Keywords: WhatsApp, copy-paste behaviour, virtual ethnographyKeberadaan WhatsApp saat ini sudah menjadi suatu kebutuan yang tak dapat dihindari. Alhasil setiap orang memiliki banyak WAG dan ramai dengan postingannya masing-masing. Siapapun dari kita dapat memposting, membagikan sesuatu apapun di WAG, termasuk ucapan sukacita dan dukacita, dimana postingan yang disampaikan persis sama ataupun berbeda.
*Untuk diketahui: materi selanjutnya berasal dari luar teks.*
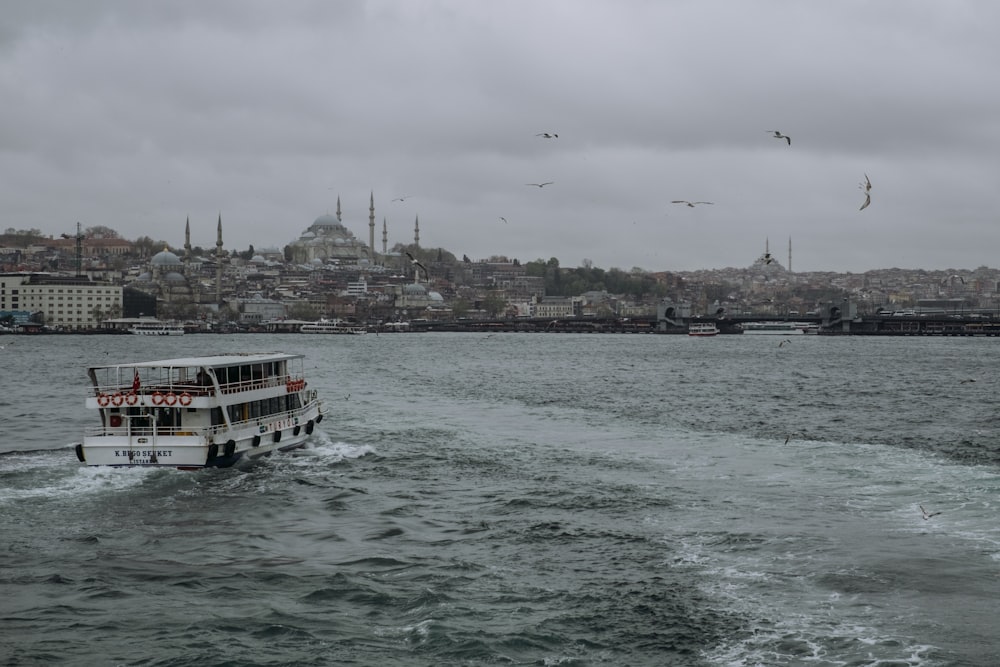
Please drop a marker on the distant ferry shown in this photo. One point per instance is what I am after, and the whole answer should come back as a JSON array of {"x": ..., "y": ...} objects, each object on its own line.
[
  {"x": 157, "y": 329},
  {"x": 779, "y": 328},
  {"x": 332, "y": 327},
  {"x": 703, "y": 329},
  {"x": 198, "y": 412}
]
Atas hal tersebut, penulis tertarik untuk memahami bagaimana perilaku copypaste muncul di WAG pertemanan dan hal apa yang kerap dicopy paste pada WAG pertemanan. Metode yang digunakan dalam penelitian ini adalah metode kualitatif dengan pendekatan etnografi virtual pada beberapa WAG pertemanan. Hasil penelitian ini menunjukkan bahwa: 1) perilaku copypaste ucapan kerap terjadi pada grup WhatsApp pertemanan besar, dengan peserta lebih dari 40 orang, dan terjadi pada grup- grup-grup alumni sekolah, atau teman-teman yang pernah tergabung dalam instansi atau lembaga tertentu; 2) hal yang kerap di copypaste peserta grup WhatsApp pertemanan besar adalah pemberian ucapan suka cita dan duka cita; 3) perilaku copypaste ucapan yang dilakukan peserta grup WhatsApp pertemanan besar adalah ucapan yang disampaikan seratus persen sama, baik dari kata-kata, rangkaian kalimat, penggunaan tanda baca, hingga kesalahan penulisan.